Somos mamás, papás, abuelos, abuelas y familiares injustamente obstruidos en el contacto y relación con nuestros afectos más queridos. En un mundo en que la estructura familiar clásica tiende a desaparecer, donde las relaciones humanas se vuelven más efímeras y las personas cada vez más individualistas, los niños muchas veces sufren los vaivenes de los comportamientos negativos de sus progenitores
luego de una separación. Las instituciones dedicadas a protegerlos no solo suelen dilatar y potenciar los conflictos, sino que parecen no tener las herramientas para solucionarlos o para sanar el daño que realizan. Infancia compartida se propone como participe motivador de un cambio cultural, para concientizar con perspectiva de infancia sobre el daño que provoca el maltrato infantil, la vulneración de los afectos, los vínculos y la identidad. Nuestra búsqueda es siempre poniendo el foco en una niñez libre de maltratos. Nos dedicamos a visibilizar este problema en nuestra sociedad, convocando al dialogo y la reflexión, formando profesionales y funcionarios, conteniendo a víctimas, buscando la modificación de legislaciones y políticas públicas para encontrar la solución a este flagelo que no distingue de géneros, lugar o clases sociales. Los niños tienen derecho a un sano vínculo con mamá, papá y su familia extendida luego de una separación conyugal. Obstruir ese vinculo vulnera su derecho a la identidad, a una crianza sana, cariñosa, igualitaria, equitativa y libre de violencias.

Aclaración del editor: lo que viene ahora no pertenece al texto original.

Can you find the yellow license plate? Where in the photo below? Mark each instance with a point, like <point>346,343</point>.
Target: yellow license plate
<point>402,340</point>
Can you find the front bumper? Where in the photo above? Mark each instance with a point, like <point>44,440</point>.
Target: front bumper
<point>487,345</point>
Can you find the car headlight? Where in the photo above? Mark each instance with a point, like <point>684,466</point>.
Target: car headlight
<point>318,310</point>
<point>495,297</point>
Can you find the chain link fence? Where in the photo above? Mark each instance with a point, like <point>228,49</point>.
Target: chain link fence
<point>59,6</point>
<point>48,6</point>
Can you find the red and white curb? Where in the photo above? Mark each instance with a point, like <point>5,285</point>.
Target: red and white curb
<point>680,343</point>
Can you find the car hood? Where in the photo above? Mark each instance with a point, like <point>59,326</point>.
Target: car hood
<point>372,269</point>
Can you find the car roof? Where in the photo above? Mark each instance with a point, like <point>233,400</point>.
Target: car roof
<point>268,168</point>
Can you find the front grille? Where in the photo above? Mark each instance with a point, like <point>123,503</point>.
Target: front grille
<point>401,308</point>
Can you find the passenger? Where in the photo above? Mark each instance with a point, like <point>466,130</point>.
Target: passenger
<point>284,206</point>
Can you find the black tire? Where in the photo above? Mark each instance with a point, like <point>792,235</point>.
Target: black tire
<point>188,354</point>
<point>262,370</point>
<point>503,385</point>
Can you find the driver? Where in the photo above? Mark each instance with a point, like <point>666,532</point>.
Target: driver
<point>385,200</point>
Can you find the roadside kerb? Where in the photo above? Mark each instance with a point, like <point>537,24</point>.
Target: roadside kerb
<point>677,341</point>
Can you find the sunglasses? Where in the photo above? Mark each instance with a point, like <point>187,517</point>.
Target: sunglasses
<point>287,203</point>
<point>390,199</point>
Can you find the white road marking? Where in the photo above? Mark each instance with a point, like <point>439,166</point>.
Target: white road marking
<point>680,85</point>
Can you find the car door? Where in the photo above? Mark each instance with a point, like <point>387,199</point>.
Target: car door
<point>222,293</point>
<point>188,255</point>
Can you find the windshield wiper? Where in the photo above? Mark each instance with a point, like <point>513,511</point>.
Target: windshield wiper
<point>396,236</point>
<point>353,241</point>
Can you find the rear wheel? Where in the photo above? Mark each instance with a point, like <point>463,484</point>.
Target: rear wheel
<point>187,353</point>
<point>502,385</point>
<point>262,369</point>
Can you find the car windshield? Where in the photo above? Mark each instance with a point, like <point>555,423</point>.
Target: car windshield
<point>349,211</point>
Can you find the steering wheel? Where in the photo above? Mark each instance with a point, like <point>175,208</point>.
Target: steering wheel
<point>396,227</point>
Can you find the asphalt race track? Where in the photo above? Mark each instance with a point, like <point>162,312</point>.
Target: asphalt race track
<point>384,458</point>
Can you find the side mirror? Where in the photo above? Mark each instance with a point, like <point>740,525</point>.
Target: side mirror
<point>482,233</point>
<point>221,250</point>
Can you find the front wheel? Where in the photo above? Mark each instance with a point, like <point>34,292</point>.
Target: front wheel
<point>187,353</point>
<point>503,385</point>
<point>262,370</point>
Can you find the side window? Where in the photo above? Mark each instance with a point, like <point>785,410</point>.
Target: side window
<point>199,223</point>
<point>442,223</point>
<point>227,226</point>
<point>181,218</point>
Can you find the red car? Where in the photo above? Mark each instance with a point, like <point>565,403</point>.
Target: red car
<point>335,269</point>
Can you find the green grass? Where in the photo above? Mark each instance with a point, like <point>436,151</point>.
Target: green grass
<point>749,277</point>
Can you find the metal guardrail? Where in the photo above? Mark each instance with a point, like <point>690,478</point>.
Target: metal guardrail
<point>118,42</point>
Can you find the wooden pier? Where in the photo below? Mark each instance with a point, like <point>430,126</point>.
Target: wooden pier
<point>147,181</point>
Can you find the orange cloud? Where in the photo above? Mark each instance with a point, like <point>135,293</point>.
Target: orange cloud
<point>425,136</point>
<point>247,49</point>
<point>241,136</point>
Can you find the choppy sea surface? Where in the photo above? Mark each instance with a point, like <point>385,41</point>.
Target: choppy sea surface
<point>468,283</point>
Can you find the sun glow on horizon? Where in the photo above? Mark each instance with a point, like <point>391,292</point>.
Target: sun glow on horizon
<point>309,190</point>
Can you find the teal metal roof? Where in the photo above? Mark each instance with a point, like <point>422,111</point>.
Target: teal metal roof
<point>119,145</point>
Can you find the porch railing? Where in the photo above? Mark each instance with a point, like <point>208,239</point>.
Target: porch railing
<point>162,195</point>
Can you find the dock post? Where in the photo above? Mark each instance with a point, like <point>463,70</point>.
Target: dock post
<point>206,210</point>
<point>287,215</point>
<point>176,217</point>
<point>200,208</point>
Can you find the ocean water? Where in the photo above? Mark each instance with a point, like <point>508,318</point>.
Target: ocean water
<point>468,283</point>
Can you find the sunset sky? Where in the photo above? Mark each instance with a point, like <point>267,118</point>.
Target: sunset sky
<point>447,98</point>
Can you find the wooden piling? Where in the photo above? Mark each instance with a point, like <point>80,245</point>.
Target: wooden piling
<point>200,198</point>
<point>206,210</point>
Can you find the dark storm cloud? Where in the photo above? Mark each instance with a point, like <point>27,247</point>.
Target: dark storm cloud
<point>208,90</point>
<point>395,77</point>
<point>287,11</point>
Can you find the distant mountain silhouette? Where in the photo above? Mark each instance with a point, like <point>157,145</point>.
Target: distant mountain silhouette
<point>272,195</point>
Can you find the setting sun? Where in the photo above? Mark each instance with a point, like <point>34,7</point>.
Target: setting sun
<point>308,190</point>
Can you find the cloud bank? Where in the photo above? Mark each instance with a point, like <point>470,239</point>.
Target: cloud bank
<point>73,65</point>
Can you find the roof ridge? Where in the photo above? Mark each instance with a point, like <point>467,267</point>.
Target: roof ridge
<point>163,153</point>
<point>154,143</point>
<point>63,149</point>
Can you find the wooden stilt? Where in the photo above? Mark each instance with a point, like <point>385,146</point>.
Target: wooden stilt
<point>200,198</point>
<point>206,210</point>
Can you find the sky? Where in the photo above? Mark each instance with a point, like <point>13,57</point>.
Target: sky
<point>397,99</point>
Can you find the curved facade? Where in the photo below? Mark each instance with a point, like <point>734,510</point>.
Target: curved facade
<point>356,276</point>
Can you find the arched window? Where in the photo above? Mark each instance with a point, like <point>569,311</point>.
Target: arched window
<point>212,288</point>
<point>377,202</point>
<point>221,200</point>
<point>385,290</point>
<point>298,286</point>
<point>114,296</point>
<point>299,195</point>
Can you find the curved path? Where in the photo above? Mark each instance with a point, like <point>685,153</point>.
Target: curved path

¿POR QUÉ EXISTIMOS? Somos o fuímos víctimas de violencia vincular que desean una sociedad mejor. Promovemos la solución de los conflictos anteponiendo la perspectiva de infancia, concientizando progenitores sobre el daño que provoca en sus hijos una separación que no los tiene como prioridad. Buscamos ser agentes de cambio para la construcción de una vida sin violencia intrafamiliar, mediante concientización y educación para la inteligencia emocional y la resolución pacífica de conflictos. Proponemos la prevención y justa sanción de todas las formas de maltrato o abuso infantil. Buscamos una sociedad sin progenitores ausentes de la vida de sus hijos. Entendemos la irresponsabilidad económica en la manutención de los hijos como una forma de maltrato. Estamos a favor del cuidado personal equitativo de la infancia por ambos progenitores. Nos dedicamos a generar consciencia sobre el daño que genera en los niños la obstrucción de vínculos afectivos y el impedimento de contacto. Visibilizamos la existencia de las falsas denuncias, y su utilización como herramienta instrumental para obstruir afectos. Educamos sobre las consecuencias psíquicas nocivas de la manipulación de los niños y la interferencia parental del apego y lo consideramos una forma más de maltrato infantil. Buscamos que los magistrados comprendan la importancia de trabajar más, mejor y más rápido cuando hay niños involucrados. Que escuchen rápidamente y acompañen durante el proceso a los niños que ven judicializadas sus vidas. Buscamos mejores juzgados comprometidos, que trabajen e investiguen evitando las medidas cautelares autorrenovables (sine die). Las mismas solo deben durar el tiempo necesario para resguardar la infancia mientras se constata la veracidad de la denuncia. Dicha constatación requiere el mayor esfuerzo de la justicia en material temporal y cualitativa dada la vulnerabilidad de la infancia. Buscamos la aplicación creación de nuestro protocolo de defensa de la infancia judicializada. NUESTRA LUCHA RESUMIDA EN #
Es importante destacar que el implica juzgados que investiguen MAS, MEJOR y RÁPIDO, primero pericias favorables y recién luego revinculación. NUESTRO NOMBRE
Es sabido que los tiempos de la justicia no son los tiempos de los niños. Es usual encontrarse con casos de niños con 4 a 7 años de judicialización y obstrucción injusta de sus afectos, tiempo que implica un enorme porcentaje de su vida y se pierde su derecho a compartir su infancia con seres queridos. Creemos que los cuidados personales y responsabilidades afectivas deben ser compartidas luego de una separación de sus progenitores, tal como proclama la convención internacional de los derechos del niño. Los niños tienen el derecho a un sano vínculo con ambos y con la familia extendida siempre y cuando no represente un riesgo o daño a su integridad. Teniendo en cuenta que los afectos perdemos su infancia buscando en los juzgados los tan ansiados cuidados compartidos, surgió INFANCIA COMPARTIDA.